There are many different things to see and experience in both India and China, but one of my personal favorites is food. Let me be more specific, spicy food! Now for a man from the land where good food is boiled, or fried or boiled then fried….you may question my taste…and you may be right, but at the risk of offending my beautiful French wife, who introduced me to the joy of food perfectly prepared and balanced with complementary accompaniments, in general not considered “spicy”…I LOVE spicy food!
It’s interesting that over 400 years ago, the East India Trading Company became one of the first organisations with a global reach. It’s value was the collection and distribution of materials and spices including perhaps the most common spice – salt. I find it tough to imagine a time when there was no access to the now ‘go to’ spices I find in my own fridge and spice rack….including, of course, something as commonplace as salt or pepper, where I’ve been fortunate enough to find a personal supply from both Malaysia and Vietnam, while within 40 miles of my current home!

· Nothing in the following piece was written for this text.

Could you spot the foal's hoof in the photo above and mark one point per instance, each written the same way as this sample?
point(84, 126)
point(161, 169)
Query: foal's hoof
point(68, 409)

As always, you’re wondering what on earth this has to do with fiber…or which of those spices is he smoking, but I’m getting there. This time around, just one year since I was last in India, I found hotel wireless connection multiple times faster than I’d experienced before, both in Indian hotels and Chinese airports. Now those networks existed before, but something has spiced them up. Fiber of course…but I’m guessing you knew that. With the increasing fiber content in PON, wireless, datacenter and even airplane networks, I can increasingly be as effective while on the road as in my own home or office.
With pluggable optics being sold into everything from fast Ethernet to 100G Ethernet, SONET/SDH OC-3 to OC-768 and Wireless 1G to 10G, I’m left wondering if the traders of the East India Company perhaps sometimes felt as we do – enabling a whole new experience for connected people all over the world with every kind of transceiver (or spice) the heart desires.
There are many kinds of networks in the world, just as with cuisine, but common to all is the need for some kind of flavor, additive, spice – for the high-speed network, fiber brings the most enhanced performance and it comes in many form factors. The Global Trading Company for these fiber-optic ‘spices’ – Finisar.
As we come to the end of 2012, we wish all of our Lightspeed readers’ happy holidays and a wonderful New Year!